Where it stopped, the convoy attracted crowds of curious onlookers. Although most of the men assigned to the unit were raw recruits, World War I had just finished, so people wanted a look at the machines that had served in Europe. The one or two times the Army decided it needed to bypass towns and avoid gawkers to stay on schedule, Ostermann was left with the unpleasant task of telling people why the trucks hadn't stopped in their town.

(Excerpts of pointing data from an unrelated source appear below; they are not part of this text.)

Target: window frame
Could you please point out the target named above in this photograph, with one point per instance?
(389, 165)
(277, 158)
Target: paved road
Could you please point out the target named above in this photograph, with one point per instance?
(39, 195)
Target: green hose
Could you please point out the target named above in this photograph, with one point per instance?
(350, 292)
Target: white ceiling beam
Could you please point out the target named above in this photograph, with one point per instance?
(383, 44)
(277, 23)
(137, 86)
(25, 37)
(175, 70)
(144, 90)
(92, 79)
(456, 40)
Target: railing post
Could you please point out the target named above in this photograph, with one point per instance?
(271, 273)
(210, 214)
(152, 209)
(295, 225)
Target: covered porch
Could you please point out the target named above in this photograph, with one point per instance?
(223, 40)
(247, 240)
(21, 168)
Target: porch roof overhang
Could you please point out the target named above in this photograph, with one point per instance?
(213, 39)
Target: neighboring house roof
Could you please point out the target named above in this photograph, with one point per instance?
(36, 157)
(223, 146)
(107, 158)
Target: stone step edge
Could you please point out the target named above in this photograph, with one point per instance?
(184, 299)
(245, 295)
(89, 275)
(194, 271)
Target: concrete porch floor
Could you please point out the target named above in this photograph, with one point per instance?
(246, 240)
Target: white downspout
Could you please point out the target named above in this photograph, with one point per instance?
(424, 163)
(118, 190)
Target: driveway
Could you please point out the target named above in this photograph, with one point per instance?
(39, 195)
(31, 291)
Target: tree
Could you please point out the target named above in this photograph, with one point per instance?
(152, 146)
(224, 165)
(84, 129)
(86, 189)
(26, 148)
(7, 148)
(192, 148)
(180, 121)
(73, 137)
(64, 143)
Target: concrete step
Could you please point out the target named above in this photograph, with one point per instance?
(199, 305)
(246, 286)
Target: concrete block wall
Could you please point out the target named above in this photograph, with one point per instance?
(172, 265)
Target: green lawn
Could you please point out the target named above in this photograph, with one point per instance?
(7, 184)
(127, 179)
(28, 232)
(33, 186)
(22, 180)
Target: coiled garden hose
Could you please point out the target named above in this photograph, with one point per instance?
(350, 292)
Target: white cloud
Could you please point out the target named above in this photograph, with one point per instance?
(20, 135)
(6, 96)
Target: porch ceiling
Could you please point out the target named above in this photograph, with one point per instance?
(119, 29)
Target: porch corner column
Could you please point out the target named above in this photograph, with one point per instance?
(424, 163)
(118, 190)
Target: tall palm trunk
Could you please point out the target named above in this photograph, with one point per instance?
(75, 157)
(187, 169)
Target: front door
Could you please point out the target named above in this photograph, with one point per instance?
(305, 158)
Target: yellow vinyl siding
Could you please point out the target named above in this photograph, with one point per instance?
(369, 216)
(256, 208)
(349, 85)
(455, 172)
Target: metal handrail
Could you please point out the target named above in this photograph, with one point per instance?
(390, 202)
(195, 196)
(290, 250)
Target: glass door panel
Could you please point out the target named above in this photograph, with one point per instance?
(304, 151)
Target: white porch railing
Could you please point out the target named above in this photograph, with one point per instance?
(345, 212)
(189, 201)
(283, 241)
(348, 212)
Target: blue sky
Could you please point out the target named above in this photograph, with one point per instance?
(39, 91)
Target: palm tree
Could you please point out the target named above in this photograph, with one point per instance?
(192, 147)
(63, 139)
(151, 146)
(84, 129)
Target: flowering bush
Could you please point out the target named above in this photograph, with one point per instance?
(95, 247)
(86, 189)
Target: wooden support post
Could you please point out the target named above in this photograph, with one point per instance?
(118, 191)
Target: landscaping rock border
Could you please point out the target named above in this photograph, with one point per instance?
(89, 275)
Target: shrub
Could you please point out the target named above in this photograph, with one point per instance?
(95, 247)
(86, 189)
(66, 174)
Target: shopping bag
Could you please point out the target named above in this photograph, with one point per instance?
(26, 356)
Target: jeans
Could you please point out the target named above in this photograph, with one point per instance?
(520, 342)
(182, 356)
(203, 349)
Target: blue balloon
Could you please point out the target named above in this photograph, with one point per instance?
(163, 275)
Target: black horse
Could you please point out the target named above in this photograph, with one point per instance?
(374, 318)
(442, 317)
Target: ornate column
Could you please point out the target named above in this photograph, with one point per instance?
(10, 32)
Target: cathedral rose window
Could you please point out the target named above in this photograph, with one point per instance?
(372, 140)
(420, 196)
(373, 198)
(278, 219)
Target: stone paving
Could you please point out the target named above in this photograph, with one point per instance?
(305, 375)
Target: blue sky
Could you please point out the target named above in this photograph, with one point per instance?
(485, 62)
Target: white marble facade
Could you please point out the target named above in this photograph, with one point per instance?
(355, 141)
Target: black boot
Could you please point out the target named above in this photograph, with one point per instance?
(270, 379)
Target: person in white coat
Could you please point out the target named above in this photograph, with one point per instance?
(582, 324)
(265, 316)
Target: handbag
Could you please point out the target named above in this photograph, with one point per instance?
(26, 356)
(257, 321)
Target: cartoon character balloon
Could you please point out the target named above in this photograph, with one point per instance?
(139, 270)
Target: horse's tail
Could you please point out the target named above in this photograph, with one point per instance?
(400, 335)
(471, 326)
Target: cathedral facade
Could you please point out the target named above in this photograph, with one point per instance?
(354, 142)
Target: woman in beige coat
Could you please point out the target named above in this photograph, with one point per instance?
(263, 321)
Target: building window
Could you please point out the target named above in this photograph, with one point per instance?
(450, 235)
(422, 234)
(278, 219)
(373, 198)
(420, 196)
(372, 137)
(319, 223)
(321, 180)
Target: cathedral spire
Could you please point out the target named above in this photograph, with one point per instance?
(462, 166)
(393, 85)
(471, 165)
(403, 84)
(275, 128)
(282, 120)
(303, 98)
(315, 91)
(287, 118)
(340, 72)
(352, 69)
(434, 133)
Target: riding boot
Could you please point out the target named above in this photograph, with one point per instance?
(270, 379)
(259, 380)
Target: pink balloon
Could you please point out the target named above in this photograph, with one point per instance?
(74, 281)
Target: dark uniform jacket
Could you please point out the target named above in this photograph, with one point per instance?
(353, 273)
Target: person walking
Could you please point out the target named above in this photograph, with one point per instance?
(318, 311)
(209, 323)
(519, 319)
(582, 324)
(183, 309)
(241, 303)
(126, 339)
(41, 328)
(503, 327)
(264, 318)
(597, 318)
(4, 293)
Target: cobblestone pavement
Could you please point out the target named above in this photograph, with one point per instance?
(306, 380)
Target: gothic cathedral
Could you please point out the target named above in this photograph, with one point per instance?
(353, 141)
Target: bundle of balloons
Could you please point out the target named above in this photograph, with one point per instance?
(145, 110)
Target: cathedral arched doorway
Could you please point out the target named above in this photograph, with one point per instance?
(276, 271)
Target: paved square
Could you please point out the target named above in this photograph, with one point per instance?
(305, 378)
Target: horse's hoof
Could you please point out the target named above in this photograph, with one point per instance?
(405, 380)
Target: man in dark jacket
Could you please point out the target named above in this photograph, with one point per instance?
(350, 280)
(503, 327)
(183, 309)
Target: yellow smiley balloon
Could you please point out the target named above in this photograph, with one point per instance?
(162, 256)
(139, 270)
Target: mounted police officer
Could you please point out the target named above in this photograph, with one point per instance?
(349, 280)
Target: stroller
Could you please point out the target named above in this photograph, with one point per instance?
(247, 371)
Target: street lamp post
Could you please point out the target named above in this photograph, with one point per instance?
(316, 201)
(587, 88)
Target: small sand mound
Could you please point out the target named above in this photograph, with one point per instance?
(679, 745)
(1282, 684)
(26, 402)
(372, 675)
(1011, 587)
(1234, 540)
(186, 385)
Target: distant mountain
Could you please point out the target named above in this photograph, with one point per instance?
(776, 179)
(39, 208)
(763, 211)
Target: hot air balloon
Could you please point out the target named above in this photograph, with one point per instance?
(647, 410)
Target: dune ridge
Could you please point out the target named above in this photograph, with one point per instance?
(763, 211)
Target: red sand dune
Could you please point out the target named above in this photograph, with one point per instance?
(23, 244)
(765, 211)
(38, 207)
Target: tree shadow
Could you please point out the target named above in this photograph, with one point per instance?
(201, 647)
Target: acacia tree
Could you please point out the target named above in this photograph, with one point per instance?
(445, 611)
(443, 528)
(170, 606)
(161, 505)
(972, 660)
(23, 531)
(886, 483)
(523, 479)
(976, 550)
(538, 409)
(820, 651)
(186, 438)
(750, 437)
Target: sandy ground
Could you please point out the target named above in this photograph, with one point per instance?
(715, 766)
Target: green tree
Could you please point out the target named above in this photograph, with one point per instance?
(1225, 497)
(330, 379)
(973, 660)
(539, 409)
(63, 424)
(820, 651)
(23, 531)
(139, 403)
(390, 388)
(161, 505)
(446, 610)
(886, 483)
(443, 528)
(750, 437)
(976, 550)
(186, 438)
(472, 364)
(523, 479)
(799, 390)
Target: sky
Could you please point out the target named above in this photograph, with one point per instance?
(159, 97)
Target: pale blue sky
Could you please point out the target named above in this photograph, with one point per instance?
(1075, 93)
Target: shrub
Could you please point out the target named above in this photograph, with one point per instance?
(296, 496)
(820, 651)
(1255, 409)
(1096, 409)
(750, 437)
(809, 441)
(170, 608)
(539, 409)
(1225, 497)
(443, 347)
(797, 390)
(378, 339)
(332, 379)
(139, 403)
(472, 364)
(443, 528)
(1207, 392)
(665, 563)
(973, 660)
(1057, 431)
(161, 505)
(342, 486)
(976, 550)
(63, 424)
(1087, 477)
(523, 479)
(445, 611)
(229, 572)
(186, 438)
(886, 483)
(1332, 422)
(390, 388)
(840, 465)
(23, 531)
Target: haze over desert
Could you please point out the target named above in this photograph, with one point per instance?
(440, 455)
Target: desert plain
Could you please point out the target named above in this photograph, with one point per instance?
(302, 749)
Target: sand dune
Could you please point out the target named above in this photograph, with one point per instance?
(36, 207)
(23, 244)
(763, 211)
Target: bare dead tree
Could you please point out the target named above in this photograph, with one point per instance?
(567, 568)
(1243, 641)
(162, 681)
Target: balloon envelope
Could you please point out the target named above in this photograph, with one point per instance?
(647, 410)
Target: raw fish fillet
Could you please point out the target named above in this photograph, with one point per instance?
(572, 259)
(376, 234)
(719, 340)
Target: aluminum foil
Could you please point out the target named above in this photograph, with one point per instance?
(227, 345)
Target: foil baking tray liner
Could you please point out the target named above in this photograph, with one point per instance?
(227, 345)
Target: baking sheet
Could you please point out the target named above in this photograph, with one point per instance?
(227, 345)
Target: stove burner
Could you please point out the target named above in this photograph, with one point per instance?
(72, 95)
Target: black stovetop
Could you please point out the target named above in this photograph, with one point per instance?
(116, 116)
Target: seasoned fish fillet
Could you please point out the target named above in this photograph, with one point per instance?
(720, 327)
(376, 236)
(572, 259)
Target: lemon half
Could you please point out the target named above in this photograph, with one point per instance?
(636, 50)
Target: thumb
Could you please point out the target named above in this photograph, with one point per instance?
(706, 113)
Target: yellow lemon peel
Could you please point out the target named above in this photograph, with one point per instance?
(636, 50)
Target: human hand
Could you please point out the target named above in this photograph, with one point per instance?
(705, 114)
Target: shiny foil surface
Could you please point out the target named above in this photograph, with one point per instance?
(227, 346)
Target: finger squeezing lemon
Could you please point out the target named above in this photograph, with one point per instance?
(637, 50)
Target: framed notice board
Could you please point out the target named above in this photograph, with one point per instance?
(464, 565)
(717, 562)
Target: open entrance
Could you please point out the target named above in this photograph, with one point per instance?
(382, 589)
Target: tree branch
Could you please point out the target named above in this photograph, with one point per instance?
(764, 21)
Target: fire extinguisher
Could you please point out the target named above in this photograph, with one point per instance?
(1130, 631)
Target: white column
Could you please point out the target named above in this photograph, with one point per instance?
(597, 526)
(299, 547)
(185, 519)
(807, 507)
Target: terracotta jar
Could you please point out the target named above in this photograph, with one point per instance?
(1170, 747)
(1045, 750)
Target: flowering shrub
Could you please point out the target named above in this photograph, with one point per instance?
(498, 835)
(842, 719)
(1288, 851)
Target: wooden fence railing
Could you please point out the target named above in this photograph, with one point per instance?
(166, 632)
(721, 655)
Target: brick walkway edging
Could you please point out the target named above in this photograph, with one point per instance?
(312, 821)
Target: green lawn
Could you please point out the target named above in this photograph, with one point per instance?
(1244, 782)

Eventually, the convoy made it to Oakland, Calif. Ostermann, who had fallen behind, rolled his Packard while speeding to catch up, and other than a cracked windshield, the car was no worse for the wear. He caught up, and he, the trucks, and the troops all crossed San Francisco Bay by ferry on Sept. 5, 1919. They were six days behind schedule, but they made it all the way to San Francisco's Presidio from Washington, D.C. without losing any vehicles. Eisenhower reported that the trip had been “difficult, tiring, and fun.”
The trip had a huge impact upon the future of America's roads. Interstate highway construction exploded in the 1950s, egged on by a man who had, as a young lieutenant colonel, taken one of the most epic road trips in history. If you take a long drive this summer, think about how far — literally and figuratively — we've come since then.